実際、ウクライナ戦争はSu-25にとって極めて厳しい戦場となっている。同機は本来、低空・低速で前線に接近し、地上部隊を直接支援する近接航空支援(CAS)を主眼に設計された。しかしウクライナでは携帯式防空ミサイル(MANPADS)や中距離地対空ミサイルが前線に広く展開され、低高度侵入そのものが高い撃墜リスクを伴う。ロシア軍は損失を避けるため、実際には超低空侵入を避け、ロケット弾を遠距離から投射する「投げ込み型」の攻撃に戦術を変化させているが、これでは精度が大きく低下し、軍事的効果は限定的と指摘されている。

さらに、Su-25は現代的なネットワーク化戦争や精密誘導兵器の運用を前提とした機体ではなく、高度な電子戦環境下では生残性に限界がある。ウクライナ側が西側支援で防空・電子戦能力を強化する中、Su-25の投入は「消耗を前提とした支援手段」に近づいているのが実情だ。

一方、北朝鮮は最近、長射程巡航ミサイル「タウルス」に似た外形の空対地ミサイルをSu-25に搭載した写真を公開し、航空攻撃能力の向上を誇示した。しかし、その射程や誘導精度、実際に防空圏外から攻撃できるスタンドオフ能力を備えているかは不明で、ウクライナ戦争で露呈したSu-25の脆弱性を根本的に克服できるかは疑問が残る。
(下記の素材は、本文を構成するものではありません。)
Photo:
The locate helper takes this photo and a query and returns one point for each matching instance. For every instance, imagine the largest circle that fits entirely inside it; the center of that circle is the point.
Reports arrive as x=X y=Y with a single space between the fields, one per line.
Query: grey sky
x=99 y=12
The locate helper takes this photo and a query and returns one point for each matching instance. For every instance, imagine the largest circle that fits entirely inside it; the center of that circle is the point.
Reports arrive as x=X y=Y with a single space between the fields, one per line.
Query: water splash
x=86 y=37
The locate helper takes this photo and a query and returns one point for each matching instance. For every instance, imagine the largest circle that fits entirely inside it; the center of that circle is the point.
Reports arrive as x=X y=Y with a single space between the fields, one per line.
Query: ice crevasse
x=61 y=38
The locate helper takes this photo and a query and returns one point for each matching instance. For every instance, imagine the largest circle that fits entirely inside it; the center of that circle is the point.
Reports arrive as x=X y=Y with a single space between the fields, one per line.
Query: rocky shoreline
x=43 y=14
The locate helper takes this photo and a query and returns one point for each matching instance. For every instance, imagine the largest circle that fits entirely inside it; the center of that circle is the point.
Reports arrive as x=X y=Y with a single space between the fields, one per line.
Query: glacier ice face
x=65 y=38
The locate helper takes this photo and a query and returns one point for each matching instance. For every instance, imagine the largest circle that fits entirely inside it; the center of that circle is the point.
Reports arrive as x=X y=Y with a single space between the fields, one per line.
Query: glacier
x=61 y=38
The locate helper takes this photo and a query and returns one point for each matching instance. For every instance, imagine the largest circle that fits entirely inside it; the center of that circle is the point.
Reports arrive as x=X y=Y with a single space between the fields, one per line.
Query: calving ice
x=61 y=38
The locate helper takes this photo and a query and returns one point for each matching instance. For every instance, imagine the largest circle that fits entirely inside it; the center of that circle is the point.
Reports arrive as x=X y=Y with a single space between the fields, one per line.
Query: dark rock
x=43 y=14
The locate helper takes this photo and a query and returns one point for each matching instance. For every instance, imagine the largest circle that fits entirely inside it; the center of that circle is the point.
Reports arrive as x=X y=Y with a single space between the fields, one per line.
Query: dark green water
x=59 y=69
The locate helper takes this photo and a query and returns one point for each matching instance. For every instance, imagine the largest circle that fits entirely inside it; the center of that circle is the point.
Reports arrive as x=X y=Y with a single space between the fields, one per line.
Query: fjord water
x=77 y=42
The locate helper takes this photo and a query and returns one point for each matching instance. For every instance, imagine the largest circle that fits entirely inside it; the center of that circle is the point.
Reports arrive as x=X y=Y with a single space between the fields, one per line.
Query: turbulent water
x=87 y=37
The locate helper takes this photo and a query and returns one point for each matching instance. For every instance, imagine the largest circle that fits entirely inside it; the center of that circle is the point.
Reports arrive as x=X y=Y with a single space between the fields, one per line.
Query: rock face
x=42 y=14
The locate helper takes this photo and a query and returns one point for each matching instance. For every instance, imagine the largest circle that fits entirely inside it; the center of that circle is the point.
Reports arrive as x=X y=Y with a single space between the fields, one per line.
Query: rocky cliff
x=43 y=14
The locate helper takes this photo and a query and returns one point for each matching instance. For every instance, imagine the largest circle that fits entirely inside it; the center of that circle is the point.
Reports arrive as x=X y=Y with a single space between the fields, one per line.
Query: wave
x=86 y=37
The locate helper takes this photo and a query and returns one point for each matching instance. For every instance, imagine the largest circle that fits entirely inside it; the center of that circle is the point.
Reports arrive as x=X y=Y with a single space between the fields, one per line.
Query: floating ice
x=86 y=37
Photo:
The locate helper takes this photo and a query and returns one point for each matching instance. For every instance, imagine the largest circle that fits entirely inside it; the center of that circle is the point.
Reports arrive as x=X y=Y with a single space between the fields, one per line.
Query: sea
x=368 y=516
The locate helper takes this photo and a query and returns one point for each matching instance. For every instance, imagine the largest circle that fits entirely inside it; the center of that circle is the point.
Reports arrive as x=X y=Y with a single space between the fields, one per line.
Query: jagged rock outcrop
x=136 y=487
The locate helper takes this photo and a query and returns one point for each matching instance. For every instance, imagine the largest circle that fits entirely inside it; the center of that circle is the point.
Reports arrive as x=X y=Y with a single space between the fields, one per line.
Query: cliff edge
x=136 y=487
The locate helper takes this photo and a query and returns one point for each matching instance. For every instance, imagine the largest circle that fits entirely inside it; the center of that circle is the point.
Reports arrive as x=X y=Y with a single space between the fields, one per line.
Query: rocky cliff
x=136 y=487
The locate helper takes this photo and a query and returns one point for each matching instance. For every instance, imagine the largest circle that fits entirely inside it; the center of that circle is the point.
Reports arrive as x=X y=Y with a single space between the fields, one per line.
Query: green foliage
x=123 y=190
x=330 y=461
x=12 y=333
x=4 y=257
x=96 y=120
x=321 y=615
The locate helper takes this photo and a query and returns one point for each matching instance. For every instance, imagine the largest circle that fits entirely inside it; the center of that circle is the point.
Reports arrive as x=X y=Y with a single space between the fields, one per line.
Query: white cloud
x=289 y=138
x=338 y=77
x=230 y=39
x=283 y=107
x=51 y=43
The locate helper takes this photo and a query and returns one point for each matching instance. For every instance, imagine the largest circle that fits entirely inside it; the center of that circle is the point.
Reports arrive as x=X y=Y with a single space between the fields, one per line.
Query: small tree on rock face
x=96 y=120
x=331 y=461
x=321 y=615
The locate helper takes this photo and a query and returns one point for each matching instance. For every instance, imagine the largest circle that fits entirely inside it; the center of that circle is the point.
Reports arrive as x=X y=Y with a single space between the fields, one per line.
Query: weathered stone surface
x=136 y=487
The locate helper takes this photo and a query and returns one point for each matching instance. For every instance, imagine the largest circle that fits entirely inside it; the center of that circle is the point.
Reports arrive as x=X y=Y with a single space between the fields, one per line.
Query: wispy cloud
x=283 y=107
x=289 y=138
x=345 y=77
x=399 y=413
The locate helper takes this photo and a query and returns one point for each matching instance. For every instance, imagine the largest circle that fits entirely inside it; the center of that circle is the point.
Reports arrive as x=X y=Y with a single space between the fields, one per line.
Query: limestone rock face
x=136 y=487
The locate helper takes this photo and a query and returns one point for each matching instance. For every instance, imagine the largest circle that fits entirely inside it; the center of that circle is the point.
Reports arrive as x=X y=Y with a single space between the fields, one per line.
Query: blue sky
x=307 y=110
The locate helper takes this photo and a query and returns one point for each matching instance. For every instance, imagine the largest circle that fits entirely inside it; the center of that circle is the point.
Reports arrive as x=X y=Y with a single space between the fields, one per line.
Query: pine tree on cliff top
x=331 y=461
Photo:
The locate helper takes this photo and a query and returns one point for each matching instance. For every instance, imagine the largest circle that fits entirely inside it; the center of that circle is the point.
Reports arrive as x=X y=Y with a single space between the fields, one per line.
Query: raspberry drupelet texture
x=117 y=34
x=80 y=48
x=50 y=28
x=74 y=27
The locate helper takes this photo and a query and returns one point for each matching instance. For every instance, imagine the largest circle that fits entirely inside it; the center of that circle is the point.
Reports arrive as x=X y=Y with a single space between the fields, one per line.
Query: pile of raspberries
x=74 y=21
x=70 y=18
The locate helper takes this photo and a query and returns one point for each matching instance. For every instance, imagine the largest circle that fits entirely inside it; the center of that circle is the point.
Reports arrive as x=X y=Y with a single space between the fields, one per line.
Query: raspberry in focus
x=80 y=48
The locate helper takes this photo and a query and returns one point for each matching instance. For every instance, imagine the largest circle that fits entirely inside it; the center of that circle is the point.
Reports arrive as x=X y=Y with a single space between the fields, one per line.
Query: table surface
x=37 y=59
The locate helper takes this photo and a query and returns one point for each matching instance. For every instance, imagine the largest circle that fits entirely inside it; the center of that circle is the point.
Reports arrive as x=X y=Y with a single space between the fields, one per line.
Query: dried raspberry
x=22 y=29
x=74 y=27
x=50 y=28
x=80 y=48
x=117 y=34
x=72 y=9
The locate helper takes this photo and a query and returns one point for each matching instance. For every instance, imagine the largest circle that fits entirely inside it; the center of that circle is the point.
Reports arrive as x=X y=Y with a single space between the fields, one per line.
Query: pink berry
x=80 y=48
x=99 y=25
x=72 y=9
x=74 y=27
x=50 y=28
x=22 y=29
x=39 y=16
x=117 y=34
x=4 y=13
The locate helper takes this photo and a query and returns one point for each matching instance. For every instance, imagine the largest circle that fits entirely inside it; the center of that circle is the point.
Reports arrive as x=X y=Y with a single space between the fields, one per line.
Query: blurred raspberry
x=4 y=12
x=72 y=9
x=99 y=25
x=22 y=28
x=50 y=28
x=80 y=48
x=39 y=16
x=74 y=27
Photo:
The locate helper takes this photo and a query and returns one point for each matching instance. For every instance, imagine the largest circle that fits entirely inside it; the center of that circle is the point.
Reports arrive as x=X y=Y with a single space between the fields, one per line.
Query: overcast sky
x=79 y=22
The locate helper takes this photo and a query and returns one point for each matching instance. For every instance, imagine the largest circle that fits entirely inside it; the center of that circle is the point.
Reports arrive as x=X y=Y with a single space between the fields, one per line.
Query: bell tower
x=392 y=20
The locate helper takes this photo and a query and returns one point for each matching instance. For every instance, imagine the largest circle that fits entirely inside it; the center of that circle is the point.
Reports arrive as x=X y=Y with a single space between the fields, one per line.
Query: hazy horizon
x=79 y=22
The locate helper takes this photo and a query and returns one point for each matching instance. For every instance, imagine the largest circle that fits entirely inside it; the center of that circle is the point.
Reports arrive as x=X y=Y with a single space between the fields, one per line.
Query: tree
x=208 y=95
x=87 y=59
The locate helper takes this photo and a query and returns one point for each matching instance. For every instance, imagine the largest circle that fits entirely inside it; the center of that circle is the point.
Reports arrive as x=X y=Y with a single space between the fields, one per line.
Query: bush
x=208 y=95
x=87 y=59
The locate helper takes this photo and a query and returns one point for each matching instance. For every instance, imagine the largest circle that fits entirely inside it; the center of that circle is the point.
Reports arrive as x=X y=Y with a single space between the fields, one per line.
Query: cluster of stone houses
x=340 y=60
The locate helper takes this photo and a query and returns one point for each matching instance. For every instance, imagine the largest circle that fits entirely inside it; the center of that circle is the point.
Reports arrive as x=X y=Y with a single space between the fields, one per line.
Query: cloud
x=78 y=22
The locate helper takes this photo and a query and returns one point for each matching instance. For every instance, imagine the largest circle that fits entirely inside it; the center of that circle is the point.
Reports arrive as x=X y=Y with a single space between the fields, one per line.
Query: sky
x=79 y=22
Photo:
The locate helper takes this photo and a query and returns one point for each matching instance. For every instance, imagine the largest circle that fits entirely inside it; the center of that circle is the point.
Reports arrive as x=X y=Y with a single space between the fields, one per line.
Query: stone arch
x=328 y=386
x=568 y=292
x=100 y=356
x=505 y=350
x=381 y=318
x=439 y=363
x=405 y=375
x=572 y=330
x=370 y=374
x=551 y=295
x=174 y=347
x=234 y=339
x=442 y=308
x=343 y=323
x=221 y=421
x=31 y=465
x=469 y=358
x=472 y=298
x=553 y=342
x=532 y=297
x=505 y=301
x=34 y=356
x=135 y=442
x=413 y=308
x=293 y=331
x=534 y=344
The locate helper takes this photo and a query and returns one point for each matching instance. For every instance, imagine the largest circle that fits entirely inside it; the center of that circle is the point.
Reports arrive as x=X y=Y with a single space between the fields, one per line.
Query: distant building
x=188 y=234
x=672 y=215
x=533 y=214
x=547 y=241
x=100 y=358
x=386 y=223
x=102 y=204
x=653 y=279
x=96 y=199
(参考記事:第4次中東戦争が勃発、北朝鮮空軍とイスラエルF4戦闘機の死闘

ロシア側にとっても、老朽化したSu-25の追加確保が戦局を左右する決定打となる保証はない。北朝鮮からの機体提供は、象徴的・補助的な意味合いにとどまり、冷戦期の派兵実績を現代戦にそのまま重ね合わせることは難しい。高密度防空と無人機が主役となったウクライナ戦争は、Su-25という機体そのものの時代的限界を浮き彫りにしている。